Dating in the Digital Age
How U.S. adults seek love and companionship via apps and online matchmaking services
With a vast array of apps and online matchmaking services available to the lovelorn, dating in 2018 can turn into something like a daily job.
Among the 29 percent of respondents who have used online dating apps or services in a Jan. 18-20 Morning Consult poll of 2,204 U.S. adults, 53 percent say they log into them at least once a day.
Young adults ages 18-29 are much more likely to be users of these services, at 44 percent.
The apps are not just for searching for a happily-ever-after kind of love, although a 38 percent plurality of users say they are looking for a long-term relationship. People using the apps report they’ve had casual romantic encounters but also have forged platonic friendships.
Given a choice, Match.com was the overall favorite among users, as well as the most used.

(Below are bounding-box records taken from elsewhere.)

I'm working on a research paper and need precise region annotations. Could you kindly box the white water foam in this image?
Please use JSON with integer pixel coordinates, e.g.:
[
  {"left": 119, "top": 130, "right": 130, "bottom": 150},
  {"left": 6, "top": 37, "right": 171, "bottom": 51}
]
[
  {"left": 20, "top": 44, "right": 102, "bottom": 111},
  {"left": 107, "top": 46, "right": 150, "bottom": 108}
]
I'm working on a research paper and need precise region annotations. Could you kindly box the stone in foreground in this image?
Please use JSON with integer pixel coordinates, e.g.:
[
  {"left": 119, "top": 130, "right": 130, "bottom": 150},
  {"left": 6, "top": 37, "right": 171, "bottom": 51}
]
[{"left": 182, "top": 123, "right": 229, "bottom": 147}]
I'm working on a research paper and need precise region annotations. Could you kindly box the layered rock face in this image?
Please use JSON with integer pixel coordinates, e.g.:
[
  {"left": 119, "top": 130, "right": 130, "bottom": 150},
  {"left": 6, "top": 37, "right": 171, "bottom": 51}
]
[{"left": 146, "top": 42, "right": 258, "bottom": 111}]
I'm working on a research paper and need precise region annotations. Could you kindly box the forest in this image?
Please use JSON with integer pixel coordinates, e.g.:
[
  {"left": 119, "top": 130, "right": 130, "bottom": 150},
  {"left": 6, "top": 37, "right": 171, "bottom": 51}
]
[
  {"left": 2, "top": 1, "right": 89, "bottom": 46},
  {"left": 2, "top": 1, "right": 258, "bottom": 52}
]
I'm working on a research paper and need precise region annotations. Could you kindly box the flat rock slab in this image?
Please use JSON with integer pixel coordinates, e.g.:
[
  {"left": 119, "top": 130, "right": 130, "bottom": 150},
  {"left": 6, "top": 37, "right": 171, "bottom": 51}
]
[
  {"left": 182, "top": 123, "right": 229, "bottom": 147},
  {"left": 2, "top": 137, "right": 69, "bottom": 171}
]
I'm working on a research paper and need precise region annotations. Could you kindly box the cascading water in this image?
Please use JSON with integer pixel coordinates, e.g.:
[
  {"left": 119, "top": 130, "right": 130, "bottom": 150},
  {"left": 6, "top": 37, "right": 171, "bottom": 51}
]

In terms of favorability, PlentyOfFish and Tinder tied for second place. Both are owned by Match Group, the parent of Match.com.
In its 2017 fourth-quarter earnings report, which was released Feb. 6, Match Group said it saw 28 percent revenue growth from the same period in the previous year, to $379 million, and nearly 3.9 million subscribers in North America who pay for premium services such as expanded usage and custom features. Match Group spokeswoman Justine Sacco said the company does not disclose active user figures.
Other options in the poll include Bumble, OkCupid, Coffee Meets Bagel, Happn, Grindr, eHarmony and religion-based dating apps in general. The survey has a margin of error of plus or minus 2 percentage points.